How easy is ArmNN to work with as a library? How well does it work in virtualised environments, Docker, etc.?

There are benefits to having a single implementation that can choose acceleration at compile time, but on the other hand if we end up just swapping one annoying framework (CUDA) for another we have not necessarily gained anything.

I understand you may need to do some of your proof-of-concept work before you can give complete answers to these questions.

2 Likes

Targeting an accelerator directly requires a significant amount of non-transferable development effort. The problem is that the acceleration is architecture-specific and cannot be run on other platforms.
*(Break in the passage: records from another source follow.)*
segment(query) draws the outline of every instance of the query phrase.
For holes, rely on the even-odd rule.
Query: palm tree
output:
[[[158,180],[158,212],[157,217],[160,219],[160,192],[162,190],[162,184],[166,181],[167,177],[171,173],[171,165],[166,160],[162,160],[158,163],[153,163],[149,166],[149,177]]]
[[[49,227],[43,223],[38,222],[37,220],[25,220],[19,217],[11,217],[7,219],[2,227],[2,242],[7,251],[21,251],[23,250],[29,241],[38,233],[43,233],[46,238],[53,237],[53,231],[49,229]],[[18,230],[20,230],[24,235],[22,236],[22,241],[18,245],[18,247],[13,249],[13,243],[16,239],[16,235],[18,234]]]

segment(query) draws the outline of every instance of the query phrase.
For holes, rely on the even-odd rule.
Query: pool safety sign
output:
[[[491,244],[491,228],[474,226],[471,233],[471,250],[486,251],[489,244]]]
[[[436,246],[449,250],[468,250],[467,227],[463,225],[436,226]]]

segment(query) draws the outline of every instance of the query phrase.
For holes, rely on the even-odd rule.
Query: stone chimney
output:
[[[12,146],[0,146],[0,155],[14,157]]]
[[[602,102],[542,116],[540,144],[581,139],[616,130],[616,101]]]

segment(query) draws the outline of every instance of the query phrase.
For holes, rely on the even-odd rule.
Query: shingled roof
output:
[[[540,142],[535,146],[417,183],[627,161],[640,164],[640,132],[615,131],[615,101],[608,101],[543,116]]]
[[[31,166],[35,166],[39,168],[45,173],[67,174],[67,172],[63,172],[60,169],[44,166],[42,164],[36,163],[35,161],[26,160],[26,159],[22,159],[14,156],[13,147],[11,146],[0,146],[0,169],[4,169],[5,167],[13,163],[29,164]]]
It would be ideal to target each accelerator with a separate node, but maintenance and development costs make this impractical.

ArmNN allows developers to reach more platforms and maintain less code by presenting an abstraction layer that parses models from a number of popular frameworks and executes them on supported backends, at the expense of latency. It would not be unreasonable to expect the overhead to be a fraction of the execution time of the models.

I am still familiarising myself with it.

I have managed to get ArmNN to build and run in a Docker container with CPU (reference) and NEON support but have not tried using the OpenCL backend as of yet.

I agree. After I have made sufficient headway into my investigation, I will update this thread and we (the community) can discuss a suitable course of action – including the possibility of merging this as a separate node upstream – the existing node would provide CUDA acceleration, and ArmNN could be used to target everything else.

When you have some data to quantify the overhead, I think we would all be interested in seeing it.

This is a reasonable course of action, but not the ideal because we don’t want to have to maintain the same code twice, effectively. However, CUDA is a popular platform so if necessary we will have to do this.